Direktur Jenderal Bea dan Cukai Heru Pambudi modus jastip tersebut dilakukan oleh satu orang dengan cara membiayai perjalanan orang-orang ke luar negeri untuk membeli barang-barang mewah.
“Jadi barangnya dimiliki oleh satu orang. Dia biayai orang-orang untuk berangkat dan membeli barang yang kemudian dipecah (splitting) dalam beberapa koper,” kata Heru saat memberikan keterangan pers di Kantor Bea dan Cukai, Jakarta, Jumat 27 September 2019.

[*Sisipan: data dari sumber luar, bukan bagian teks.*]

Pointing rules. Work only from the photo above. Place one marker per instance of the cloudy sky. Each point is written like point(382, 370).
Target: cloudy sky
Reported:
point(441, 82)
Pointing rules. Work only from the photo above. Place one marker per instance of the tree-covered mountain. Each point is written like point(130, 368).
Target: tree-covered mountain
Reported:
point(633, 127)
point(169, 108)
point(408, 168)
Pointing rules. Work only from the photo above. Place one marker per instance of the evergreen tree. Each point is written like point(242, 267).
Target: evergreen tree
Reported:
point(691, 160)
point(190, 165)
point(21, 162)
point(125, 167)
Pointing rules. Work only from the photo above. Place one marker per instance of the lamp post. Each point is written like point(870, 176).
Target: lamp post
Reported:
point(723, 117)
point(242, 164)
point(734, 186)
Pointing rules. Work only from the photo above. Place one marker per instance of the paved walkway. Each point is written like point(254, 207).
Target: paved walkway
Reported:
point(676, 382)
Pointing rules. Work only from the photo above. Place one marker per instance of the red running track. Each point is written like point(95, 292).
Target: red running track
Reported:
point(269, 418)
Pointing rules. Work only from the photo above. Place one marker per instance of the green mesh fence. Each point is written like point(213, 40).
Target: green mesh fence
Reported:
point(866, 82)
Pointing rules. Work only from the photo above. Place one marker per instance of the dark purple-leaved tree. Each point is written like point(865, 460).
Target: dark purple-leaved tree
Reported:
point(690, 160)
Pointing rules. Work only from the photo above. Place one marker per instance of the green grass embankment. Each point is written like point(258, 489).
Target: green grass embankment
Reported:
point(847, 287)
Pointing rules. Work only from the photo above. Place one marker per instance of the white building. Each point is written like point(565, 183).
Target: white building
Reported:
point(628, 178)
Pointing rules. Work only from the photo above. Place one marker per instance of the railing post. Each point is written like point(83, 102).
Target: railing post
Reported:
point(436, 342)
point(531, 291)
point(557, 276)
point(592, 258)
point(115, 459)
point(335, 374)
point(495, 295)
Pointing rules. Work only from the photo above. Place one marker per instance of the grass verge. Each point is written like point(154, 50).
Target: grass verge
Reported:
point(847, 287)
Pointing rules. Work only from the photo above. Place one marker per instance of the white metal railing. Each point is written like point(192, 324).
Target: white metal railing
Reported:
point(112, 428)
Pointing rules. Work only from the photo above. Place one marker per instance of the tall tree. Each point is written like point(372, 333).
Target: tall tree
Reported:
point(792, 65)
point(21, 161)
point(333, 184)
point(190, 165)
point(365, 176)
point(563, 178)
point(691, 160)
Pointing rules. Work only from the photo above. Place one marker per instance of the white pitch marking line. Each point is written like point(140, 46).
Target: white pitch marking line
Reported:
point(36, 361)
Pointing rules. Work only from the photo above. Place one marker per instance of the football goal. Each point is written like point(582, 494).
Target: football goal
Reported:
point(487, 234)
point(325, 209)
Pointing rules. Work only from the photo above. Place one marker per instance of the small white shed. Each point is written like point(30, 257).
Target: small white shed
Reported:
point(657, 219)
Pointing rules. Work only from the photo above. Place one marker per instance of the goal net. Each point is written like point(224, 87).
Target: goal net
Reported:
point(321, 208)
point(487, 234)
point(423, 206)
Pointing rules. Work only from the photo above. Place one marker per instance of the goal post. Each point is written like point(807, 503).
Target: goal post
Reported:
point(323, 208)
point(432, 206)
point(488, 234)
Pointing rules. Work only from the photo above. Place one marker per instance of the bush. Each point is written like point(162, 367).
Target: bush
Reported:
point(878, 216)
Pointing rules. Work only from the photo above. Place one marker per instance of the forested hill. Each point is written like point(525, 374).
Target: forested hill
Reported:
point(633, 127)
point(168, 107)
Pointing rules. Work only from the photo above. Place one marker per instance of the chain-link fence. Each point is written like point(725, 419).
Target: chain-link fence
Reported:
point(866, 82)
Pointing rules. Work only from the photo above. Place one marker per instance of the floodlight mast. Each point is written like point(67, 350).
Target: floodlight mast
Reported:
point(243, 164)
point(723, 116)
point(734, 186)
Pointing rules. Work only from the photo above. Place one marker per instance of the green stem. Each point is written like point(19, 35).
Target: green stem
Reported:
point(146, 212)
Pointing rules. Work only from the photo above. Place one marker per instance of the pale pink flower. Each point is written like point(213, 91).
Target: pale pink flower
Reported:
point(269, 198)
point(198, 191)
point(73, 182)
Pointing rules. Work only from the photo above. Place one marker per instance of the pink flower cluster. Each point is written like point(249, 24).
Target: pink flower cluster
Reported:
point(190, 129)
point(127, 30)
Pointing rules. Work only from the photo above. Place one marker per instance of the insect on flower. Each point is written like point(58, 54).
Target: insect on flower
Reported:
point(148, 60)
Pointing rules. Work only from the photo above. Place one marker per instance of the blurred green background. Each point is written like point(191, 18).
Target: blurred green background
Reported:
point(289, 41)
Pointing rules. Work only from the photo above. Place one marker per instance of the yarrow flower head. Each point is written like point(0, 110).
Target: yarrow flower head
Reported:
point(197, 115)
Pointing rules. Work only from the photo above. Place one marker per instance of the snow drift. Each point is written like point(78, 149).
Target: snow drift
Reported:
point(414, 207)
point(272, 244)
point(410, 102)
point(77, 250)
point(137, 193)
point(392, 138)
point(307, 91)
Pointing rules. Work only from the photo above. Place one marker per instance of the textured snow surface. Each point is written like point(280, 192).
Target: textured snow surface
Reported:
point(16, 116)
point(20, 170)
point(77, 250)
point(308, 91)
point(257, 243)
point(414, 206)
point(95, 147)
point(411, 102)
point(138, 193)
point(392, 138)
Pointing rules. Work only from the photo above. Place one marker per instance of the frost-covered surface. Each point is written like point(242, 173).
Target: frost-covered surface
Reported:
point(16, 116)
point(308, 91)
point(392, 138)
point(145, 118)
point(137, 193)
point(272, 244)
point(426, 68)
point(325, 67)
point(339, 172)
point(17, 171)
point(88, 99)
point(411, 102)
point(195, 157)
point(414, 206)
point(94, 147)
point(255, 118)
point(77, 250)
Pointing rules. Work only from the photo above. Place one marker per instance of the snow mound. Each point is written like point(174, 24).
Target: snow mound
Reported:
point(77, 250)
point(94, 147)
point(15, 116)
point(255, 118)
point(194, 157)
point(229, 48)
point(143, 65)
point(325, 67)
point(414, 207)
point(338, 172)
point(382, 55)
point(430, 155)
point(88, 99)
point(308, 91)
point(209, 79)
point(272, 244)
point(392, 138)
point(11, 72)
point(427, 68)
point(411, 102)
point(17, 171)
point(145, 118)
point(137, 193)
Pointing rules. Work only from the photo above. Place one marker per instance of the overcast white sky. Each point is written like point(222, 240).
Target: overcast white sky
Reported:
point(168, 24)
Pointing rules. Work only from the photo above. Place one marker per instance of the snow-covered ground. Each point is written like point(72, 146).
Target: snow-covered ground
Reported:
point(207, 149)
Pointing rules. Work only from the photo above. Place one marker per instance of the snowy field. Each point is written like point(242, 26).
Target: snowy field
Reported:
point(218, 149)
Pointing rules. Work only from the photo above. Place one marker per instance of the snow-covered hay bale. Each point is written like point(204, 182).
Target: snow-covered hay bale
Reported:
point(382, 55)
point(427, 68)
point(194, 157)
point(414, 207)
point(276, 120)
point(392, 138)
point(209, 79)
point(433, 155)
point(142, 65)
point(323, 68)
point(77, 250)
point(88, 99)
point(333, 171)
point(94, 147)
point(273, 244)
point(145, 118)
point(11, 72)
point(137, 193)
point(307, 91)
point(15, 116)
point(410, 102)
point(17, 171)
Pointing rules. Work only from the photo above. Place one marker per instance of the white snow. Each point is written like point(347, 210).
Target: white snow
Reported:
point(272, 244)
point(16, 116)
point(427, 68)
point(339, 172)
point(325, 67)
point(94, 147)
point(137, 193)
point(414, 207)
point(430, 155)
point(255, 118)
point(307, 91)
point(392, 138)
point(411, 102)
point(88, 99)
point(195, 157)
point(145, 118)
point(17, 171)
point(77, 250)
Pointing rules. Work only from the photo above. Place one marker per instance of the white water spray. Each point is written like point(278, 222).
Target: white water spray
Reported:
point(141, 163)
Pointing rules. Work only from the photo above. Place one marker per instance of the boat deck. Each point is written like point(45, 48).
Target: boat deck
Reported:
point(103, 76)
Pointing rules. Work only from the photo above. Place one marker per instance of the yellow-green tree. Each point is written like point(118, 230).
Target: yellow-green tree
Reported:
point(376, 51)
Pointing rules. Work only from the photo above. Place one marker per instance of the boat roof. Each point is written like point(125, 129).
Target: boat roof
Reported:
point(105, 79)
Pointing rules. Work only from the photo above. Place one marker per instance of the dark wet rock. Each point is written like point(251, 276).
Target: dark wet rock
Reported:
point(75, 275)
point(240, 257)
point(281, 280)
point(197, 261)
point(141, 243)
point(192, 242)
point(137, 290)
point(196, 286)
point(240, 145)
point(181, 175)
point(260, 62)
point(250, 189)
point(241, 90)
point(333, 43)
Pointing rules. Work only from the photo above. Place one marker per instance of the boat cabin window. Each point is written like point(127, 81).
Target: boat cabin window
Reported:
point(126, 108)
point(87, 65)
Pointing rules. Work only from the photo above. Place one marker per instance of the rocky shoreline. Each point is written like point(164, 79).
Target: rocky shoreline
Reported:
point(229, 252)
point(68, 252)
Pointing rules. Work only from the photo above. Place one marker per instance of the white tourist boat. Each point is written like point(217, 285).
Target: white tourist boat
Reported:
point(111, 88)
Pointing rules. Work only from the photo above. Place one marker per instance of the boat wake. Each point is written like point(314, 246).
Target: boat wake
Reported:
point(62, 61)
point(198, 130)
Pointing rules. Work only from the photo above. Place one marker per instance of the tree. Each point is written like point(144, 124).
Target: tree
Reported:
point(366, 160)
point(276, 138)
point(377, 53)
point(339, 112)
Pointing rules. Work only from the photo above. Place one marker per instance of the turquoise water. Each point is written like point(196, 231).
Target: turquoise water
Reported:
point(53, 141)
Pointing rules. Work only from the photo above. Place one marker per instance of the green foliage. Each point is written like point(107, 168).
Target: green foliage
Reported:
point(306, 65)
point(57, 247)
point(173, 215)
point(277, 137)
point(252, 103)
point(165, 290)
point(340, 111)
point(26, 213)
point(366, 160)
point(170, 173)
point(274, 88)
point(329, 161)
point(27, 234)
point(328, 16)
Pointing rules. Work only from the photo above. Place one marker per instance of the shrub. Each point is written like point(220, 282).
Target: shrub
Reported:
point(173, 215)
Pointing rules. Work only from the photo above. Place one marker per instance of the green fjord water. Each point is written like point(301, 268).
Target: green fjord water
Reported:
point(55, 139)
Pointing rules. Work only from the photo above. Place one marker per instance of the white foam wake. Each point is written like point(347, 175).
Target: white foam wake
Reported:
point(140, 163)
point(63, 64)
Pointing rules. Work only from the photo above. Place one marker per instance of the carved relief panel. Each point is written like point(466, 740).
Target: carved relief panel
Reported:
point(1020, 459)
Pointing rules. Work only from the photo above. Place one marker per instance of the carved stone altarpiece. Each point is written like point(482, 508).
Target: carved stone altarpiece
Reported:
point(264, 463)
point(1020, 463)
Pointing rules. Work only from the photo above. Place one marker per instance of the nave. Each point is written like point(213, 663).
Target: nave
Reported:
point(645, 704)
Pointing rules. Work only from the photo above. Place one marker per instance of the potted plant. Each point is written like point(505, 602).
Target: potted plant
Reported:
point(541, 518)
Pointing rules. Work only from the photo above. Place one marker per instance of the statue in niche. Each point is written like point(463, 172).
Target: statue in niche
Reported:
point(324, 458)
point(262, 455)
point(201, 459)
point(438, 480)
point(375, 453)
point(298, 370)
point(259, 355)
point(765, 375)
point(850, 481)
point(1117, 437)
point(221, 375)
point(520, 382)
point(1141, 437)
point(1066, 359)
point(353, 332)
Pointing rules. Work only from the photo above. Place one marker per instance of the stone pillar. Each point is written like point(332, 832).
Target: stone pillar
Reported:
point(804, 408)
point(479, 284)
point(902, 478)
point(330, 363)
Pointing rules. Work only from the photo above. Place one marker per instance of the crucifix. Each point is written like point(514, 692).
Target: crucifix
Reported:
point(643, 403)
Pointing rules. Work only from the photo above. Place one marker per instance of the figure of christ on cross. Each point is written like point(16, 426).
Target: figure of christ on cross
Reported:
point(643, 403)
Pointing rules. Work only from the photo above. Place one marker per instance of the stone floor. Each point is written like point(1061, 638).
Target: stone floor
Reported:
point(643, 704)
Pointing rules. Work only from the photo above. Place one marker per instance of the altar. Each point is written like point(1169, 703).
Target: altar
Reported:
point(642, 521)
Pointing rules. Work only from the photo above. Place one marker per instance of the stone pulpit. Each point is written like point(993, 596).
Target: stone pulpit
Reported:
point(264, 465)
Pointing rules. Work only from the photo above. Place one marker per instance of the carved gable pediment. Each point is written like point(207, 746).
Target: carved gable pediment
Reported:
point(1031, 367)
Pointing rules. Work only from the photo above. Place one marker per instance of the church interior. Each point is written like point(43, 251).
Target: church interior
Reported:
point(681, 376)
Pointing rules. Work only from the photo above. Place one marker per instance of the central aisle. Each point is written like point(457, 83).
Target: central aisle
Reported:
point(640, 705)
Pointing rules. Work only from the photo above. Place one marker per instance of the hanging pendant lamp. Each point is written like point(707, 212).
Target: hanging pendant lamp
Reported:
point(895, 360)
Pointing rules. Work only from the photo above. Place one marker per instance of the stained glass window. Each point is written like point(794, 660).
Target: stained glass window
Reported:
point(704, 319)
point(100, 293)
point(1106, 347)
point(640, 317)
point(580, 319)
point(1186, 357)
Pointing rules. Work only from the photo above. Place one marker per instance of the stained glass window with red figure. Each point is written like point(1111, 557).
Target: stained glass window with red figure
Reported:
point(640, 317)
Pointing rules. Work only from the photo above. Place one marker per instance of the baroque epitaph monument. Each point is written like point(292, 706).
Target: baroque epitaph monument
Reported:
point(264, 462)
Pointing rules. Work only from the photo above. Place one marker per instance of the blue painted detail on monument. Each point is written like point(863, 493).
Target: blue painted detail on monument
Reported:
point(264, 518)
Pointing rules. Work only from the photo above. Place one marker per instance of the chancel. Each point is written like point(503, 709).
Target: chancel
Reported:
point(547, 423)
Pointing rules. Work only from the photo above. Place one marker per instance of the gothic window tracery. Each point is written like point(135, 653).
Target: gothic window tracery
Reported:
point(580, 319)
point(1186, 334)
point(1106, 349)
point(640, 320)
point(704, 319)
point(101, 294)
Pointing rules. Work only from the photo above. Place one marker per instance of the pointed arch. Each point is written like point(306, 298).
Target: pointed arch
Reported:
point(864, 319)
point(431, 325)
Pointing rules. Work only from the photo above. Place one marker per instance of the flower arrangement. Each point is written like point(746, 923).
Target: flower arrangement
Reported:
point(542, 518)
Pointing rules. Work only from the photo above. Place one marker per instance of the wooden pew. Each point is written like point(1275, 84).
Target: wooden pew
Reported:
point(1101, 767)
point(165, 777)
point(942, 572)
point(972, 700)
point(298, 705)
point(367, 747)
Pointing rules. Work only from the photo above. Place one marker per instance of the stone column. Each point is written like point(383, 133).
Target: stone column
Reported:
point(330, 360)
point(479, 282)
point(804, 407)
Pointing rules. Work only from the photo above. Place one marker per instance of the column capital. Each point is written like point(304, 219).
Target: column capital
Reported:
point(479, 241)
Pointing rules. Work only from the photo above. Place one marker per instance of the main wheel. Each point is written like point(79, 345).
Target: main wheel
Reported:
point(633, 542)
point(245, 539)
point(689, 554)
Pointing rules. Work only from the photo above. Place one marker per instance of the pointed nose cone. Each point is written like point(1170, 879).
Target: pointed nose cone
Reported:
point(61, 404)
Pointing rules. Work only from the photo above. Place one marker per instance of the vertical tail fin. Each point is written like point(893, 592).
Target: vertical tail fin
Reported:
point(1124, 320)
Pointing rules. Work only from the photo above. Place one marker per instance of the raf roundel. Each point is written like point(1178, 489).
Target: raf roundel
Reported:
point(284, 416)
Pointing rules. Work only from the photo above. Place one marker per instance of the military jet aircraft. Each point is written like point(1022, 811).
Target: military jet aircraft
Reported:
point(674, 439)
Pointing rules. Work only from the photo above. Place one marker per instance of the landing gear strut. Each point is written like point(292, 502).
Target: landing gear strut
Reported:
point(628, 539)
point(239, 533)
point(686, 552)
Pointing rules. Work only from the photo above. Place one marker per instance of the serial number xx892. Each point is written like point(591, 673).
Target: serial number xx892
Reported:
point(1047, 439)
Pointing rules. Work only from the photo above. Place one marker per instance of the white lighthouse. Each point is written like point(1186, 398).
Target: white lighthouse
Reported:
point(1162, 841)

Heru melanjutkan, barang tersebut dimasukkan lewat barang penumpang, sehingga seolah-olah barang selundupan tersebut adalah barang milik pribadi.
“Ini strategi mereka untuk menghindari bea masuk barang impor dan bea cukai,” ujarnya.
Heru mengungkapkann, dari 422 kasus tersebut potensi kerugian negara sebesar Rp4 miliar.
Barang-barang yang kerap diselundupkan berupa pakaian, tas, sepatu, perhiasan, kosmetik, dan telepon seluler.
“Penerbangan yang paling sering datang dari Bangkok, Guangzhou, Abu Dhabi, dan Australia,” ucapnya.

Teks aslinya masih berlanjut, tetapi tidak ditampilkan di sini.